Neuer Standort, neues Konzept:
Michael Kress geht mit seiner Brotmanufaktur neue Wege.
Aber die Qualität ist altbewährt.
Wer die Bäckerei betritt,...
kann dem Bäckermeister bei der Arbeit zuschauen.
"Wir wollen unser Handwerk so zeigen, wie es ist."
Der Kern seines Konzepts:
Kleines Sortiment, dafür beste Qualität.
Doch es ist bei Weitem nicht nur die Glasscheibe, die Kress‘ Bäckerei von anderen unterscheidet. Kleines Sortiment, dafür beste Qualität: Das ist der Kern seines Konzepts. Statt täglich 80 mittelmäßige Produkte gibt es bei Kress jeden Tag nur sieben bis acht Brote, dazu wechselnd süßes Gebäck und ab und zu Ausgefalleneres wie Burgerbrötchen oder Focaccia. Auch das Brötchensortiment hat er stark reduziert: „Der Fokus liegt ganz klar auf Brot.“ Für dieses Sortiment könne er aber die optimale Qualität garantieren, sagt der Bäcker. Welche Produkte es an welchem Tag gibt, verrät der Backplan auf der Homepage und im Laden. Immer wieder kommt etwas Neues dazu: Die Baguettes mit Misopaste oder Currypulver und Cashews zum Beispiel, die seine Mitarbeiter:innen kreiert haben. Von deren Arbeitszeiten können andere in der Branche nur träumen: Um sechs Uhr geht es los, für Kress selbst meistens um vier – selbst das ist für einen Bäcker spät. „Das macht uns schon ein bisschen stolz“, sagt der Chef.
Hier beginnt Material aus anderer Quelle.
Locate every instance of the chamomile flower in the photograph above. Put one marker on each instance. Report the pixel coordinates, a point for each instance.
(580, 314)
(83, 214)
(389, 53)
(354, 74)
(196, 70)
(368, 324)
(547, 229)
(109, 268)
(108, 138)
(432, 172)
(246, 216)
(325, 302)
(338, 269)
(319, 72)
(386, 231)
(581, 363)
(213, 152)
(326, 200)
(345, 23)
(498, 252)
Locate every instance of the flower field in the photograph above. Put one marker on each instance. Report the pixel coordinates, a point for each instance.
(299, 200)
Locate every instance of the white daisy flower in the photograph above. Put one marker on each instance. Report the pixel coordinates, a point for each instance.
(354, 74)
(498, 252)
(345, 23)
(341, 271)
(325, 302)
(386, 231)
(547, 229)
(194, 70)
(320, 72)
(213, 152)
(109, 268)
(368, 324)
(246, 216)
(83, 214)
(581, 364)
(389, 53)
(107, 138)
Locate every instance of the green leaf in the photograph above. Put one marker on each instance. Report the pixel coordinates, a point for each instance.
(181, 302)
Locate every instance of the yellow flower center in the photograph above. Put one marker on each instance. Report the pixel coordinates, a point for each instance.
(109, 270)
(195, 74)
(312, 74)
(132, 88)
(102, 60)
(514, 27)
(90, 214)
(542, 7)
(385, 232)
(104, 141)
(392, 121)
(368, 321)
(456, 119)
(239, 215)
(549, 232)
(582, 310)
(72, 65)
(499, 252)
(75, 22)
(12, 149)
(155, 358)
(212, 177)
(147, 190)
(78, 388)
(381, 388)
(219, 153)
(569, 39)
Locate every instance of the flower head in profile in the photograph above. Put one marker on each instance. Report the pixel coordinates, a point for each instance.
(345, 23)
Nach 30 Jahren im Beruf entdeckte Kress sein Handwerk 2020 bei der Ausbildung zum Brot-Sommelier neu: „Das hat meinen Geist wieder geöffnet.“ An der Akademie des Deutschen Bäckerhandwerks, die sich ebenfalls in Weinheim befindet, lernte er, richtig zu schmecken und zu riechen. Dass Brot nicht einfach lecker ist oder schön aussieht. Sondern Noten von Karamell, Zitrone und Lakritz enthalten kann, einen elfenbeinfarbenen Ausbund oder knackig-angeflammte Spitzen hat. Wie man selbst Schwarzbrot so beschreibt, dass es nicht nach einer schnöden Notwendigkeit klingt, sondern eher wie ein ausgefeilter Wein. Mit welchem Käse und welchem Getränk man welches Brot am besten kombiniert. Und vielleicht am wichtigsten: Er lernte andere Bäcker kennen, die neue Wege gehen – mit Erfolg.
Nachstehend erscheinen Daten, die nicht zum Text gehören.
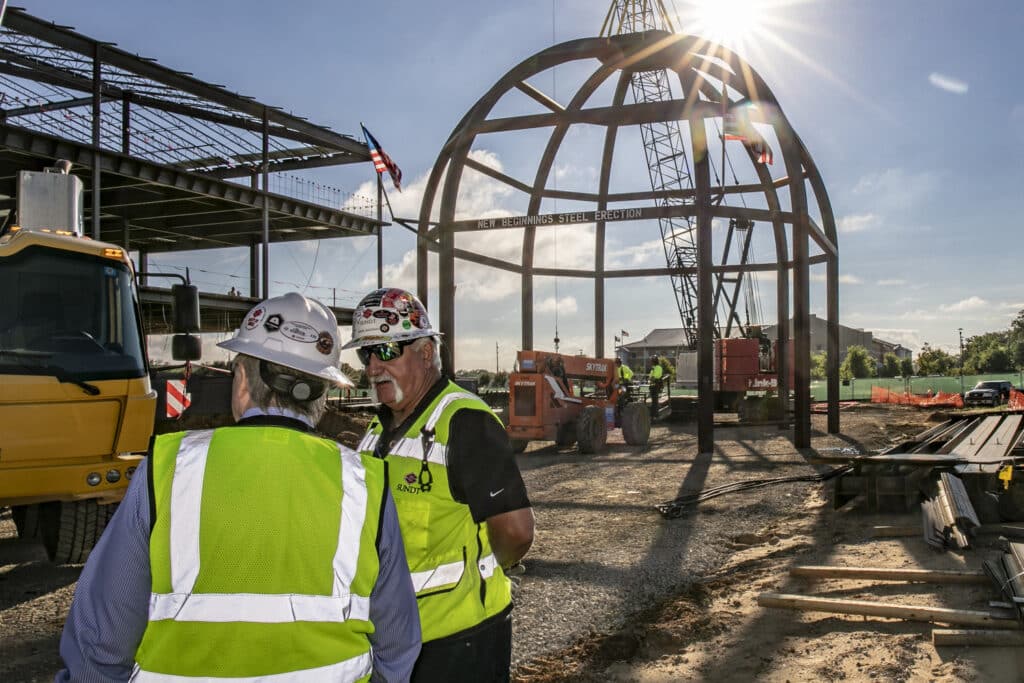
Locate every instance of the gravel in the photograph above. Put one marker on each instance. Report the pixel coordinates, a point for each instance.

Mit ihnen tauschte Kress sich aus – vor allem mit dem Brot-Atelier in Gießen, aber auch mit den Brotpuristen aus Speyer, die sogar erst um 14.30 Uhr öffnen. Auch sonst ähnelt ihr Konzept dem, was Michael Kress in Weinheim macht. In die großen Knetmaschinen kommt nur das, was ein gutes Brot wirklich braucht: Mehl, Sauerteig, Hefe „in homöopathischen Dosen“, Wasser, Salz und je nach Gebäck Gewürze, Nüsse, Körner oder auch mal Bier. Die Brote, die so entstehen, schmecken immer anders: Im Sommer zum Beispiel milder als im Winter, weil der Sauerteig bei kühlen Temperaturen mehr Essigsäure bildet. „Den richtigen Geschmack zu treffen, ist jeden Tag eine Herausforderung“, findet Kress. „Aber es macht Spaß, dass nicht jeder Tag gleich ist. Und dass wir das Wissen, das wir gelernt haben, auch anwenden können.“
In seinen Backkursen, die meist Monate im Voraus ausgebucht sind, gibt Kress dieses Wissen auch an seine Kundschaft weiter: Dann geht es um die Frage, wie man möglichst viel Wasser in den Teig bekommt. Um die Vorzüge von Waldstaudenroggen oder die richtige Knettechnik. Und man kann eindrücklich erleben, wie sehr Kress für seinen Beruf brennt. Scheinbar mühelos springt der weiche Teig zwischen seinen Händen hin und her. Dreht sich, glättet sich und bleibt dabei so fluffig, dass man die feinporige Krume schon fast schmecken kann. „Der Teig soll tanzen“, kommentiert er mit spitzbübischem Grinsen. Dann lüpft er die Kugel sanft nach oben und lässt sie in eine Gärform gleiten. Mehl stäubt auf. Die Hobbybäcker:innen sind sprachlos. Nach fünf Stunden gehen sie mit mindestens fünf Broten nach Hause.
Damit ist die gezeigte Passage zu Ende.